Jakarta: Pada acara Sarasehan Ekonomi yang digelar di Menara Mandiri, Jakarta pada Selasa (8 /4/2025) lalu  Presiden Prabowo Subianto menginstruksikan para menteri terkait untuk melakukan perubahan regulasi TKDN (tingkat kandungan dalam negeri) agar lebih realistis dan fleksibel.

Presiden Prabowo memberikan penekanan bahwa ketentuan TKDN saat ini cenderung dipaksakan sehingga Indonesia menjadi kalah kompetitif. Selanjutnya Presiden Prabowo menyampaikan bahwa implementasi TKDN bukan hanya regulasi semata, tapi juga menyangkut aspek yang lebih luas.

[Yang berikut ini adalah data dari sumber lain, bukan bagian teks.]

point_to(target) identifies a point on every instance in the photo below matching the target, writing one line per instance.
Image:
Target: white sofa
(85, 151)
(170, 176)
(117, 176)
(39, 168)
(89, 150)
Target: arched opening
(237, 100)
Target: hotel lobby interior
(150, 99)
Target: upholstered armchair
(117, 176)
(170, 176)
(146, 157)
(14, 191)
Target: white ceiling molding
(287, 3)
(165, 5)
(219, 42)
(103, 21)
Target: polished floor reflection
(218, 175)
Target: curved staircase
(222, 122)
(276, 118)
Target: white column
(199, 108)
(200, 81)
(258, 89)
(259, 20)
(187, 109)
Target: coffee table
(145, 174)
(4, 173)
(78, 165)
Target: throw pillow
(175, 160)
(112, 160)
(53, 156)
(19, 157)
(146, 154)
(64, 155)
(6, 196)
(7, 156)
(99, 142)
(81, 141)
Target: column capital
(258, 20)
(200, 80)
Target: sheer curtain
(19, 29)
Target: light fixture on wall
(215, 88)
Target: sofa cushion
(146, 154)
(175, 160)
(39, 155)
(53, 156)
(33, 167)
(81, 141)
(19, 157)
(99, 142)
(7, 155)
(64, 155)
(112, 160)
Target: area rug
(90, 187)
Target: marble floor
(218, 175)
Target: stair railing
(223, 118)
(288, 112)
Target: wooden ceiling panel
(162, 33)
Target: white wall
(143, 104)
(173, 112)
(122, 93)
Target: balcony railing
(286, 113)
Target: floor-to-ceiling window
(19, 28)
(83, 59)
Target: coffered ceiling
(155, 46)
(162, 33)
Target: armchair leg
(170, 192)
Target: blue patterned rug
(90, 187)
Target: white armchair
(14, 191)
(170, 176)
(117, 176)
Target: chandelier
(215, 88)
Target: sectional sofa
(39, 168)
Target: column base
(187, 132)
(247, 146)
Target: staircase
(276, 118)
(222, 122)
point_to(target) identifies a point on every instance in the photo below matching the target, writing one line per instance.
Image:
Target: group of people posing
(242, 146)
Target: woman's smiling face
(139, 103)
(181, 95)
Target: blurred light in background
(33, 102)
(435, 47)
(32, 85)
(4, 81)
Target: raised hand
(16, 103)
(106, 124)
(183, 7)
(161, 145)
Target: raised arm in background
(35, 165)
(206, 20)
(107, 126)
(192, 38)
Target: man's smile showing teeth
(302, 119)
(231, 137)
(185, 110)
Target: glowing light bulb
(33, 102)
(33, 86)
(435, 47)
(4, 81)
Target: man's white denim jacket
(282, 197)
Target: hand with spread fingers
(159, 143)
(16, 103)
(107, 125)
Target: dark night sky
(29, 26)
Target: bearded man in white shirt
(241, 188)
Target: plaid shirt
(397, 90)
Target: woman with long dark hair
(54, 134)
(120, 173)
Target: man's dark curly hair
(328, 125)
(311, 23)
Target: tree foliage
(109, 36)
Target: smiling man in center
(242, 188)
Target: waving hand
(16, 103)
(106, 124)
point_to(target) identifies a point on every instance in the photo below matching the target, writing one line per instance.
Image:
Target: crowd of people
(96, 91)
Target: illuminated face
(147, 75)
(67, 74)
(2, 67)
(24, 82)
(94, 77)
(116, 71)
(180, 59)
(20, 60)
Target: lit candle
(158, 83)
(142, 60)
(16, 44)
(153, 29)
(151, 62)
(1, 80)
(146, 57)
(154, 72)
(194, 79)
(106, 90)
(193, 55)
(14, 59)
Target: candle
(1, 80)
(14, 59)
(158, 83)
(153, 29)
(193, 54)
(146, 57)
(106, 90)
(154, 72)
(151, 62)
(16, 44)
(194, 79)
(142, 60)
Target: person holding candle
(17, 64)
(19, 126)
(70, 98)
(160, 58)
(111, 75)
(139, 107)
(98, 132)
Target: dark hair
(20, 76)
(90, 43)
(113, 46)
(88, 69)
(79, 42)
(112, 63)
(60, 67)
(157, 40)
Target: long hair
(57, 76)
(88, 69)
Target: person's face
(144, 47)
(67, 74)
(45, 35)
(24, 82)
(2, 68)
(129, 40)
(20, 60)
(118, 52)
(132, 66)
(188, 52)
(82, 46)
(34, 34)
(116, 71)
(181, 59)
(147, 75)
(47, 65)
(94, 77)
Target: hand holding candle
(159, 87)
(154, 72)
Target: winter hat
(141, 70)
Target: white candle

Disampaikan pengamat ekonomi Erwin Suryadi, apa  yang disampaikan oleh Presiden Prabowo  sesungguhnya menunjukkan bahwa Presiden  sangat memahami kondisi industri yang ada di Indonesia saat ini.

“Banyak ditemukan bahwa pabrikan-pabrikan dalam negeri masih kesulitan untuk menekan harga pokok produksi karena banyak bahan baku yang belum tersedia di dalam negeri, misalnya mesin untuk kendaraan bermotor, baja dengan spesifikasi khusus, dan bahkan alumunium pun belum bisa diproduksi di dalam negeri,” ujar Erwin kepada wartawan seperti diwartakan Pantau, Kamis (10/4/2025).

Grafis PDB manufaktur Indonesia. (Investortrust)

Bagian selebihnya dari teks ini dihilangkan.